Le 22 juin 1892 tombait la sentence : Le Cour de Montbrison condamnait  RAVACHOL à la peine de mort. Depuis son arrestation à Paris, l'épilogue devenait prévisible par l'accumulation des indices. le premier qui l'avait trahi révélait son identité. C'était un haut-de-forme acheté chez Ravel Fabricant, 44 rue de Lyon, avec, à demi effacés, les mots " à Saint-Etienne ".

Le deuxième à le dénoncer aurait été Béala en personne. Sans doute espérait-il ainsi se concilier l'indulgence des juges pour l'attentat à la bombe du Boulevard Saint-Germain, avant de comparaître devant les assises de la Seine.

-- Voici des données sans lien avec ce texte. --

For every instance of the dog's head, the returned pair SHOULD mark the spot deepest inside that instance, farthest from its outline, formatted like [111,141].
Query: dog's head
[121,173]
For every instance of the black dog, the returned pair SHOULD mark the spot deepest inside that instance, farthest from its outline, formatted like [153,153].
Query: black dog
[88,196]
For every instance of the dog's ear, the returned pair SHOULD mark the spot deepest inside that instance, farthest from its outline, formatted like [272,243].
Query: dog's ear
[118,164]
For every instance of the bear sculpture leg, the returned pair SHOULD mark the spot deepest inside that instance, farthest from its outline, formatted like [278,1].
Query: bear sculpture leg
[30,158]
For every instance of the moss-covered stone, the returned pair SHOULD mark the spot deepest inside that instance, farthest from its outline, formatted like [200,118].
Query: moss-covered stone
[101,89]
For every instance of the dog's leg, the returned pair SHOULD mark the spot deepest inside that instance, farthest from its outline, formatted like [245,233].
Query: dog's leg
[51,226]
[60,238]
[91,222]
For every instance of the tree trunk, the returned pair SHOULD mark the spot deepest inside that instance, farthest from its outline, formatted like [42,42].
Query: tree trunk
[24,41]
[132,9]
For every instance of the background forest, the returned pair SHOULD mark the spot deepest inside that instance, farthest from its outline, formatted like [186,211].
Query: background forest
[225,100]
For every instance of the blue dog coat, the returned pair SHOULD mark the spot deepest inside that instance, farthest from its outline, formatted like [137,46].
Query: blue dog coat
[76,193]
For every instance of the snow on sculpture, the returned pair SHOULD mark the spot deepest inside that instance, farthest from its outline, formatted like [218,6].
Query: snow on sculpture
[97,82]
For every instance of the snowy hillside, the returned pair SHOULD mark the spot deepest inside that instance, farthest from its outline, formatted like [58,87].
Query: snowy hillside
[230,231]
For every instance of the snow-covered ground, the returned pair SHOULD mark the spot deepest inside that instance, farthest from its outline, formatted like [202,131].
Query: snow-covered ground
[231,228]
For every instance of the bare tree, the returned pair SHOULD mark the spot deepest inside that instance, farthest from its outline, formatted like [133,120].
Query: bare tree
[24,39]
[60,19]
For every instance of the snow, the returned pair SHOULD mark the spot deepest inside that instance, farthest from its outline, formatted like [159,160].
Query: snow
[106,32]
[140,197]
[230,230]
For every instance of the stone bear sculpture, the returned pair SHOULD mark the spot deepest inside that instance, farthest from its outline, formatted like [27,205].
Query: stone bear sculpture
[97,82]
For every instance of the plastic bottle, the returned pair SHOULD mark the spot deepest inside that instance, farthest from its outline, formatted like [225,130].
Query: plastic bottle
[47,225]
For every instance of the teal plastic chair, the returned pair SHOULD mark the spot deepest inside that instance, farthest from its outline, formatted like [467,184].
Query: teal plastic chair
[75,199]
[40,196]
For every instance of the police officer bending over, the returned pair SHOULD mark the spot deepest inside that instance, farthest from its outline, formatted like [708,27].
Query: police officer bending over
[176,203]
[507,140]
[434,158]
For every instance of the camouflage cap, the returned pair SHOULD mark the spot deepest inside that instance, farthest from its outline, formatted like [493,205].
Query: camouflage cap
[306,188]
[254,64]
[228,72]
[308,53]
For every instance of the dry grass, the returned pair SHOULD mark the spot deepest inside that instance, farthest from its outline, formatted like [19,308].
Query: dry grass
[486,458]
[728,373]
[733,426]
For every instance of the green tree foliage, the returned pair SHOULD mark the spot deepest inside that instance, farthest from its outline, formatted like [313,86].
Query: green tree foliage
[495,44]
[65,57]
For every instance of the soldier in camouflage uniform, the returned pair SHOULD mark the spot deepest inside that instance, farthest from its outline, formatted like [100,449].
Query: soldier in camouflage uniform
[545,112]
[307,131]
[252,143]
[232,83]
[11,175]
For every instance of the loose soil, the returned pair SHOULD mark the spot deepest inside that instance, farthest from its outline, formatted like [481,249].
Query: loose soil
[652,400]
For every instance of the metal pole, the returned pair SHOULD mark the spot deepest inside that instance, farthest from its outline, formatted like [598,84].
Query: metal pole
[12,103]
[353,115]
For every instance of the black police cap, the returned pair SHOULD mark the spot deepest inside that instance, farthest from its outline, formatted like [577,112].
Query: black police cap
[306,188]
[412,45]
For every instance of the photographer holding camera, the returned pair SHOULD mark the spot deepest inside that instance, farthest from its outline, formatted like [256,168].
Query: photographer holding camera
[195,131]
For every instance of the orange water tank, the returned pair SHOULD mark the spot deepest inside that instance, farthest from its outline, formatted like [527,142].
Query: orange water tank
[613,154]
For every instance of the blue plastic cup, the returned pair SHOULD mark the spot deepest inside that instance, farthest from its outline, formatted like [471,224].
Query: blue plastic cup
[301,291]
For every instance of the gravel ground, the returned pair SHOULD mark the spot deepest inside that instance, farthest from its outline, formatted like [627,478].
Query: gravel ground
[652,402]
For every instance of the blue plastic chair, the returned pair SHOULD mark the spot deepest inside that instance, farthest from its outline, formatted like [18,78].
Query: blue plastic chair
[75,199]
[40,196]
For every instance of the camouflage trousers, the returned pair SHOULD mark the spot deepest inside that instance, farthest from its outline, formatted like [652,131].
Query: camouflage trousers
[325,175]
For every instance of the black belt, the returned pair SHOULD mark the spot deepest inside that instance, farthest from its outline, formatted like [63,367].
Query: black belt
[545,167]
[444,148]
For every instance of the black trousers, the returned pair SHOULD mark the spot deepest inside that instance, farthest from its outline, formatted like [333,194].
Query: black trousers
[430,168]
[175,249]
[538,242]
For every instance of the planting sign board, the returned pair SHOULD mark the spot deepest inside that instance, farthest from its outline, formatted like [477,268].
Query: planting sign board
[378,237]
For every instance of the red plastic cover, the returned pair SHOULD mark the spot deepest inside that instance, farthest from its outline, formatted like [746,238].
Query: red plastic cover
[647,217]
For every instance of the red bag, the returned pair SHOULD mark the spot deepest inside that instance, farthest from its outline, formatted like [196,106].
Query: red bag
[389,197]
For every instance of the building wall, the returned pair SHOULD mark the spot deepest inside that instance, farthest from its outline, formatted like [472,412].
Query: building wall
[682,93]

mais quand, à celles de la Loire, fut évoqué l'assassinat des deux quincaillières, il nia en avoir appris le déroulement à Chaumartin, ne serait-ce qu'afin d'éviter l'inculpation de complicité. Il démentit cet aveu qu'on lui attribuait, d'avoir, lors du crime, surveillé les abords de la quincaillerie, à l'angle des rues de Roanne et de Saint-Honoré. N'empêche que la déposition de Chaumartin n'était pas exempte  de singularités.

ravachol aux assises

 

L'ARGUMENT MASSUERésultat d’images pour proces ravachol

Ravachol, accompagné d'un mystérieux complice, serait entré chez les dames Marcon dans le but d'acheter un marteau de cordonnier. Or, parmi les pièces à conviction présentées dans une caisse au procès de Montbrison, figurait le marteau. Il était marqué de deux initiales : RE. le bruit courait que l'objet avait été vu  peu de temps avant l'assassinat des deux femmes, chez le père de Béala, à Saint-Etienne, au moment où Ravachol y était caché.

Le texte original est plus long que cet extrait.